Kevork Djansezian/Getty Images

« Je m’attendais pleinement à ce qu’il dise » Je ne ferais jamais ça … ces médecins sont les personnes les moins éthiques «  », a déclaré Ridley. « [But] sa réponse a été: « Je suis content de ne pas avoir été là et je suis content de ne pas avoir à prendre ces décisions. » Donc mon père, qui est la personne la plus éthique que j’aie jamais connue, s’il n’était pas disposé à inculper ou à disculper, je n’allais pas entrer dans cette histoire vieillie… d’une manière ou d’une autre. »

Raconter une histoire difficile sans prendre parti

C’est une position audacieuse pour cette série, qui examine de près une tragédie controversée près de 20 ans après qu’elle se soit produite.

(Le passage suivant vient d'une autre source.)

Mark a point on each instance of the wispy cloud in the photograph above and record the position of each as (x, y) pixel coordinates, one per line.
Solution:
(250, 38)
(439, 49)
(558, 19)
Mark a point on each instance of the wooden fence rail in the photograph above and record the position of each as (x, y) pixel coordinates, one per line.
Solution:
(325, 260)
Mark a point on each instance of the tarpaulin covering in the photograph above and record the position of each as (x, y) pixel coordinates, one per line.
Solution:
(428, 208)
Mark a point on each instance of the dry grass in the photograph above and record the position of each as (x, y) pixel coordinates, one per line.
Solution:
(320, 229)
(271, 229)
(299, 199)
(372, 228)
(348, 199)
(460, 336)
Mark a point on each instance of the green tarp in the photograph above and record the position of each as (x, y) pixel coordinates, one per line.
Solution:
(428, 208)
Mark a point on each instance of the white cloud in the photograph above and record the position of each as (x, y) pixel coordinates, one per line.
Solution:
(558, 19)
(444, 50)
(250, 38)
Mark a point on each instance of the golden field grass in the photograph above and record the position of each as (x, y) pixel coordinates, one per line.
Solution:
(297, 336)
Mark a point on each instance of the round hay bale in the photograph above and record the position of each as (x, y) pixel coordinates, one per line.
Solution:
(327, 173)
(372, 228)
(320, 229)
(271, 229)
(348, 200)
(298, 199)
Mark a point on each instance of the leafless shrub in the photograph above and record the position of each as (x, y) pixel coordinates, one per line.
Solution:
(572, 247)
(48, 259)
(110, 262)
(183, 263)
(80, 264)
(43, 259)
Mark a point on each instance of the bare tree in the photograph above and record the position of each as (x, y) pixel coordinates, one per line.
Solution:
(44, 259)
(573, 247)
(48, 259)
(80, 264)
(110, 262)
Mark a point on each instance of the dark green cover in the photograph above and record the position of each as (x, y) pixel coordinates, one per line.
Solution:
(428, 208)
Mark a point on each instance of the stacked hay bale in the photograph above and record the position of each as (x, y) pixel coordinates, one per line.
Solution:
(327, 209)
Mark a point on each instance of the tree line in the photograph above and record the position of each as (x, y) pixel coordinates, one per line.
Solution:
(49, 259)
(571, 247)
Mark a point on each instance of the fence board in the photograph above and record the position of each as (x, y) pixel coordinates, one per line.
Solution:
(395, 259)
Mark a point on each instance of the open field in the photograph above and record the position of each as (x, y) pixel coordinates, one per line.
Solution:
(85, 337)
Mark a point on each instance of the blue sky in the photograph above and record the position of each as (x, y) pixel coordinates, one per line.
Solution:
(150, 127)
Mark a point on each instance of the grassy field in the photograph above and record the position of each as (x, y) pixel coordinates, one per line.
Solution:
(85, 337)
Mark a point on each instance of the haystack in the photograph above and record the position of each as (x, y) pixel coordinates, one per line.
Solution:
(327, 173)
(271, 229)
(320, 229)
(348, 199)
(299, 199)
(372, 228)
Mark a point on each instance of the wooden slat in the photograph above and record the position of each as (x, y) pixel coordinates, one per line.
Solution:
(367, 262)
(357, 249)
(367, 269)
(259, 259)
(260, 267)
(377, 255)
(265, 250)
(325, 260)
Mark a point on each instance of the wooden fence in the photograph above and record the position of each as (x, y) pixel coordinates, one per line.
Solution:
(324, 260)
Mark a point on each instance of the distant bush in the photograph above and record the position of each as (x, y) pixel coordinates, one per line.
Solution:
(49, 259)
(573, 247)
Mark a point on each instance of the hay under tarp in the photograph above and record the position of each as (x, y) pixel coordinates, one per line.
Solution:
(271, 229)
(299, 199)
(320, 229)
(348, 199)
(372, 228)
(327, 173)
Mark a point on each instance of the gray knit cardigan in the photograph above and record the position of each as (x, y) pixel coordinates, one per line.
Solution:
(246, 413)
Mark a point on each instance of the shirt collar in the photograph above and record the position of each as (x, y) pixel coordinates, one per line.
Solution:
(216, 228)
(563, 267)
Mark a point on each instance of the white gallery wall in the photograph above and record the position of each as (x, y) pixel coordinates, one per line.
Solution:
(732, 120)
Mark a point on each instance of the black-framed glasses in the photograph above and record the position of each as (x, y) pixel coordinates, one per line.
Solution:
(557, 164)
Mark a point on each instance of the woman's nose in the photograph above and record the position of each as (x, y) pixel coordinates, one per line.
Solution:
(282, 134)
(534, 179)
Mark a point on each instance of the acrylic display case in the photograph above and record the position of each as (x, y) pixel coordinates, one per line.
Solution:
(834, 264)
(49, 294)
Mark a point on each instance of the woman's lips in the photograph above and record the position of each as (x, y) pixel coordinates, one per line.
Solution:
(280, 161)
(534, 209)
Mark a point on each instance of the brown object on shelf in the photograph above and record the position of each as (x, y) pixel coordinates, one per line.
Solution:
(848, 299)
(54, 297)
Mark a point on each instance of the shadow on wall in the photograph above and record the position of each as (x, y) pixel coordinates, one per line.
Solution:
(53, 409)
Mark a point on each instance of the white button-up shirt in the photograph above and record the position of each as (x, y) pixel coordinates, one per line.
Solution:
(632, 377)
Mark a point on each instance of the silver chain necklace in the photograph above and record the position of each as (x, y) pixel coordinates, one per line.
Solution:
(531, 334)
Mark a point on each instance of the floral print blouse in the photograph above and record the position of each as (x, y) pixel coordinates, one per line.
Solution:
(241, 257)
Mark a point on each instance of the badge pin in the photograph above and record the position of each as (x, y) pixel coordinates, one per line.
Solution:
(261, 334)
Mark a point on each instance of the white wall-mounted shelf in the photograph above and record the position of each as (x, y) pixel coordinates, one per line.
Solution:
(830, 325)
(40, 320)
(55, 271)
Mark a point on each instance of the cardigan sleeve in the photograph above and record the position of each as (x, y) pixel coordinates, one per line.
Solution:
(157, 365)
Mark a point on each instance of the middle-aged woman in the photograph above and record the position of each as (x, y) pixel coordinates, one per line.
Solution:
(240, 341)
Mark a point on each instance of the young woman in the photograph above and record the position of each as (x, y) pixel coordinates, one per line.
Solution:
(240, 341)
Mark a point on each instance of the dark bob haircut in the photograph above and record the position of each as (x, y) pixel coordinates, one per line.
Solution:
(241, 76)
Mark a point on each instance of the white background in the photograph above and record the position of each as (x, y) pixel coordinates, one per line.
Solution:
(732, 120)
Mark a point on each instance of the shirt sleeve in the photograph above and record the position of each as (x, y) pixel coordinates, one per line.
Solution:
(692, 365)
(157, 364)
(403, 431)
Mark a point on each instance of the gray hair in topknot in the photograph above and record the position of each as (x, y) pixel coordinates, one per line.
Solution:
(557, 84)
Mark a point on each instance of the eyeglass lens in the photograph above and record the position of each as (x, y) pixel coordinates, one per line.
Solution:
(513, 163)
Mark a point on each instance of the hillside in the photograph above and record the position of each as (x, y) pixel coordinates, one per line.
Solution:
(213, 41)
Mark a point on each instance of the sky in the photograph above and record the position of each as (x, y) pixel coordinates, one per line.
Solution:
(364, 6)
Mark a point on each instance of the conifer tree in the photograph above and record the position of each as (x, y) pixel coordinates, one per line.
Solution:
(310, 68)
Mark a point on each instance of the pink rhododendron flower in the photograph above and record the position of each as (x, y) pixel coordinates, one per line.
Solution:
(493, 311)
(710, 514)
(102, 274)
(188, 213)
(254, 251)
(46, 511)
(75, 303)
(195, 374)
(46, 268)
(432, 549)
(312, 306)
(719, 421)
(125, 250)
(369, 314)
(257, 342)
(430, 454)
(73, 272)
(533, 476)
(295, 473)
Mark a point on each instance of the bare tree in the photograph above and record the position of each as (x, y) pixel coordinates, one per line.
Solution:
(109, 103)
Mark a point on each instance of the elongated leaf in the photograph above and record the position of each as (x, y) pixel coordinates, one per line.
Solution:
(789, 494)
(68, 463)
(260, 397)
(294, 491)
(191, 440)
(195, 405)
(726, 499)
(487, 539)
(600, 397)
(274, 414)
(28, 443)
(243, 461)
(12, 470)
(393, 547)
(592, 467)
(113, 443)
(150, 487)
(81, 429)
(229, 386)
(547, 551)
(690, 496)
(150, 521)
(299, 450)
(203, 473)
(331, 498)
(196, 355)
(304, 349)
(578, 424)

Pourtant, la série limitée que Ridley a aidé à créer pour Apple TV + – il a été producteur exécutif et a écrit et réalisé plusieurs épisodes – fonctionne, principalement en tirant parti d’un casting d’as et d’effets spéciaux détaillés pour raconter une histoire brutale.

Vera Farmiga est sérieuse et concentrée en tant que Dr Anna Pou, une chirurgienne profondément religieuse qui laisse passer une occasion de ne pas travailler à l’hôpital pendant la tempête, dans l’espoir d’aider. Cherry Jones joue Susan Mulderick, la responsable de l’hôpital en charge pendant l’urgence, qui réalise soudainement que le seul scénario qui n’était pas inclus dans leurs plans de gestion des catastrophes était de savoir comment évacuer l’établissement en cas d’inondation.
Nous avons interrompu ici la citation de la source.